The first line generates the necessary makefiles and finds all of the SOT dependencies. Armadillo is currently the only SOT dependency and it can be built through most package managers or from the source available at: http://arma.sourceforge.net. We recommend that you build Armadillo with a fast BLAS library, such as OpenBLAS. CMake should be able to find both the library and the header files once Armadillo has been built. The second line will compile all of the SOT tests. SOT is a header-only library so no .so will be generated by make. The third line is optional and will generate the Doxygen documentation. The fourth line will move the header files to the default location for include, which is /usr/local/include on most UNIX systems. The fifth line will run the compiled SOT tests and they should all pass.

Note that the fact that SOT is a header-only library makes it possible to include the headers directly into your project.

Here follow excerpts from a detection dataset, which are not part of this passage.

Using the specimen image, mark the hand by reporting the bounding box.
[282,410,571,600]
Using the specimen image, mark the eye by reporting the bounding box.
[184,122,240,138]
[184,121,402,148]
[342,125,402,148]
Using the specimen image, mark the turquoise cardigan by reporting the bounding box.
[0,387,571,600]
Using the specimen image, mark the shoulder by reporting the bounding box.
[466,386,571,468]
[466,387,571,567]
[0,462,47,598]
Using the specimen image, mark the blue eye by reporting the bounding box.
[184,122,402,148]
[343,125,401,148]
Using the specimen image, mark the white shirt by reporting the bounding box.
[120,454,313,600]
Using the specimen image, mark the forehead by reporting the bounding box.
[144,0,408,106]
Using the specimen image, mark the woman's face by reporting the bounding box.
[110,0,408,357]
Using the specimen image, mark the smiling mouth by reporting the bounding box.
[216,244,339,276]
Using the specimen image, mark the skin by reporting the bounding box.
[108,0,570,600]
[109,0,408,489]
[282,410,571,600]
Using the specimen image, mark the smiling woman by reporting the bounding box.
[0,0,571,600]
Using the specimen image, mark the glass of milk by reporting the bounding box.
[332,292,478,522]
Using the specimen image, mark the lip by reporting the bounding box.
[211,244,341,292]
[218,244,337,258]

The SOT tests seem to build without any issues on both Ubuntu, Linux, OS X, and on Windows under Cygwin.

Dependencies

SOT currently depends on BLAS, LAPACK, and Armadillo. You need Doyxgen if you want to generate the documentation. Armadillo should be linked with a fast BLAS library for maximum speed. More information can be found in the Armadillo documentation.

Developers

Examples

The following example code shows how to run SOT with the default methods:

#include <sot.h>
using namespace sot;

int main(int argc, char** argv) {
    int dim = 10;
    int maxEvals = 500; // Evaluation budget
    setSeedRandom(); // Set the SOT seed ramdomly

    std::shared_ptr<Problem> data(std::make_shared<Ackley>(dim));
    std::shared_ptr<ExpDesign> slhd(std::make_shared<SLHD>(2*(dim+1), dim));
    std::shared_ptr<Surrogate> rbf(std::make_shared<CubicRBF>(maxEvals, dim, data->lBounds(), data->uBounds()));
    std::shared_ptr<Sampling> dycors(std::make_shared<DYCORS<>>(data, rbf, 100*dim, maxEvals - slhd->numPoints()));

    Optimizer opt(data, slhd, rbf, dycors, maxeval);
    Result res = opt.run();

    std::cout << "Best value found: " << res.fBest() << std::endl;
    std::cout << "Best solution found: " << res.xBest().t() << std::endl;
}

SOT expects shared pointers for the base class objects that point to implementations of these base classes. Ackley is a popular test problem and Ackley implements the base class Problem. The SLHD (symmetric Latin hypercube design) is one of the most popular experimental designs, the Cubic RBF is a very popular surrogate model, and DYCORS is a popular adaptive sampling method. In addition to these four objects SOT only needs to know the evaluation budget in order to run the optimization strategy. The results from the run are returned in a separate result class.

Next features to be added

  • More surrogate models
  • Support for integer variables
  • Support for combining adaptive sampling methods
  • Support for ensemble surrogate models

References

[1] Rommel G Regis and Christine A Shoemaker. A stochastic radial basis function method for the global optimization of expensive functions. INFORMS Journal on Computing, 19(4): 497–509, 2007.

[2] Rommel G Regis and Christine A Shoemaker. Combining radial basis function surrogates and dynamic coordinate search in high-dimensional expensive black-box optimization. Engineering Optimization, 45(5): 529–555, 2013.

[3] Tolson, Bryan A., and Christine A. Shoemaker. Dynamically dimensioned search algorithm for computationally efficient watershed model calibration. Water Resources Research 43.1 (2007).